La Bourse de New York a fini en nette hausse mercredi après la promesse de la Fed de privilégier la patience avant tout nouveau relèvement des taux d’intérêt, un engagement venu amplifier une progression déjà soutenue après les résultats d’Apple (+6,83%) et les prévisions solides de Boeing (+6,25%).

L’indice Dow Jones a gagné 1,77%, clôturant ainsi au-dessus du seuil des 25.000 points pour la première fois depuis le 4 décembre, et le S&P-500 a pris 1,55%, sa meilleure clôture depuis le 6 décembre.

Le Nasdaq Composite a progressé de 2,2%, enregistrant ainsi sa plus forte hausse en pourcentage sur une séance depuis le 4 janvier.

Plusieurs entreprises ont publié à l’issue de la séance, telles que Facebook, Tesla, Microsoft, Qualcomm et Visa.

Les contrats à terme sur les indices américains signalent pour l’heure une ouverture en très légère hausse.

TAUX

La prudence affichée par la Fed et les propos de Jerome Powell, qui a jugé que les risques d’une inflation élevée avaient diminué, font logiquement reculer les rendements obligataires américains.

Celui des Treasuries à dix ans évolue à 2,67%, contre plus de 2,73% avant les annonces de la banque centrale. Le rendement des emprunts d’Etat américains à deux ans est quant à lui retombé à moins de 2,5% contre plus de 2,58% en amont du communiqué de la Fed.

En Europe, le rendement du Bund allemand à dix ans suit la tendance, reculant de deux points de base, à 0,167%, après avoir touché plus tôt un creux depuis le 4 janvier à 1,161%.

Celui de l’OAT française à dix ans est tombé jusqu’à 0,568%, au plus bas depuis novembre 2016.

CHANGES

Le dollar subit l’iumpact du discours accommodant de la Fed et de son président, l’indice mesurant son évolution face à un panier de devises de référence évoluant au plus bas depuis le 11 janvier.

L’euro en a profité pour remonter à plus de 1,15 dollar, avant que son avance ne soit freinée par l’annonce d’un recul bien plus prononcé que prévu des ventes au détail en Allemagne en décembre (-4,3% sur un mois contre 0,6% attendu).

Les cambistes surveilleront à 10h00 GMT la publication de la première estimation de la croissance du produit intérieur brut (PIB) de la zone euro au quatrième trimestre. Les économistes interrogés par Reuters tablent sur une croissance de 0,2% par rapport au trimestre précédent.
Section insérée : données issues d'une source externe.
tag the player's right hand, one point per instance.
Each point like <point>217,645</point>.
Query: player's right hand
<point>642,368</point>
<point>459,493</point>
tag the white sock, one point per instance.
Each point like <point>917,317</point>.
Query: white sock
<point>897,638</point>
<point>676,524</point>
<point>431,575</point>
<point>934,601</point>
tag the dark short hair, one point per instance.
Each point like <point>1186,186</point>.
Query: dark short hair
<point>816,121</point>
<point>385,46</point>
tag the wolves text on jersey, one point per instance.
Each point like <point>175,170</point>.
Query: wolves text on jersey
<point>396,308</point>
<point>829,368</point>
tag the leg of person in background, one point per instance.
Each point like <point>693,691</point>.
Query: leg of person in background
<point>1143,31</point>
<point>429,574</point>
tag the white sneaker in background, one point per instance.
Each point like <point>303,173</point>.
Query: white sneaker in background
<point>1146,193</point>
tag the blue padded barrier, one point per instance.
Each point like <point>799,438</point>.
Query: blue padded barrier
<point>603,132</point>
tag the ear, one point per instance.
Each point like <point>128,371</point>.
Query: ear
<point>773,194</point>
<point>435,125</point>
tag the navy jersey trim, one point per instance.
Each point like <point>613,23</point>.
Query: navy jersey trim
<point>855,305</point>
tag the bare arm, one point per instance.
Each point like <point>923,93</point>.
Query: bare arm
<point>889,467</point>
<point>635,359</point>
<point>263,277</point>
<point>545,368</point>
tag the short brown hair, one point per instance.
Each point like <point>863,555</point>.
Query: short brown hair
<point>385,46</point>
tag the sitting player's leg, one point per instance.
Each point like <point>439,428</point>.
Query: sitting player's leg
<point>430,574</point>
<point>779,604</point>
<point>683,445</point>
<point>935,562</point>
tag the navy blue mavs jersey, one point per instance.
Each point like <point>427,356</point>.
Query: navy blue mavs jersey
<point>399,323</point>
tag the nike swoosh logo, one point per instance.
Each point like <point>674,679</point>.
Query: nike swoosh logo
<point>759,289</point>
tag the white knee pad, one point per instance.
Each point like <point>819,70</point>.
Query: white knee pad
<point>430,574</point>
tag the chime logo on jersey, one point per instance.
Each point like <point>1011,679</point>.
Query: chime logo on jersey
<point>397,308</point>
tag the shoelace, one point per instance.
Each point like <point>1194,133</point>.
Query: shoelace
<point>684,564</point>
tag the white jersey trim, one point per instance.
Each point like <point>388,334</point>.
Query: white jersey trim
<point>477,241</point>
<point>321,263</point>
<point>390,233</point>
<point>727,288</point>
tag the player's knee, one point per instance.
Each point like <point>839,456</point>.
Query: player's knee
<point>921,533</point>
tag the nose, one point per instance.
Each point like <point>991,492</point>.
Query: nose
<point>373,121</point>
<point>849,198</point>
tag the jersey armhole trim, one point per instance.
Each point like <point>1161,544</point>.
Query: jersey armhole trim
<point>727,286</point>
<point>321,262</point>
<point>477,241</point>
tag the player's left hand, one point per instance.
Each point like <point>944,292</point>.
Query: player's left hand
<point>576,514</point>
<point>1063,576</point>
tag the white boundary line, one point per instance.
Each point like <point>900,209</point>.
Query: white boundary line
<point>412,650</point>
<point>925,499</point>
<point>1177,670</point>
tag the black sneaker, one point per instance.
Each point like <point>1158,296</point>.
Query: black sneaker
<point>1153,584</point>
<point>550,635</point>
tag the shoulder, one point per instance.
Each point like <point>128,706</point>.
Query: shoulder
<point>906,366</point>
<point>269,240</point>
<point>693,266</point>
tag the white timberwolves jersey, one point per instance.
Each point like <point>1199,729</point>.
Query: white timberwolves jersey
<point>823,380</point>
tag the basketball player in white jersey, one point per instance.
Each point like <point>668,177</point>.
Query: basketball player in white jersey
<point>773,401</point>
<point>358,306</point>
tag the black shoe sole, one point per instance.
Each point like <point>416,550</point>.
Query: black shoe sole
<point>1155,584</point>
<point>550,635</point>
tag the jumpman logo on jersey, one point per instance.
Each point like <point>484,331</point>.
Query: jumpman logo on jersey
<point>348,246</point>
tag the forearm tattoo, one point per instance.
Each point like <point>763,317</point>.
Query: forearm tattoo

De son côté, la livre sterling se traite à plus de 1,31 dollar en dépit des incertitudes persistantes entourant le Brexit.

PÉTROLE

Les cours du brut sont orientés en hausse, soutenus par l’annonce d’une baisse des importations de pétrole des Etats-Unis en provenance de l’Arabie saoudite et par la perspective de perturbations dans l’offre pétrolière du Venezuela après les sanctions imposées par Washington à l’encontre du pays.

Le baril de Brent évolue autour de 61,90 dollars et le baril de brut léger américaine (WTI) cote autour de 54,30 dollars.

MÉTAUX

La faiblesse du dollar consécutive aux annonces de la Fed soutient l’or, qui reste proche d’un plus haut de huit mois. Le métal jaune, en passe de signer un quatrième mois consécutif de hausse, se paie plus de 1.320 dollars l’once sur le marché “spot”.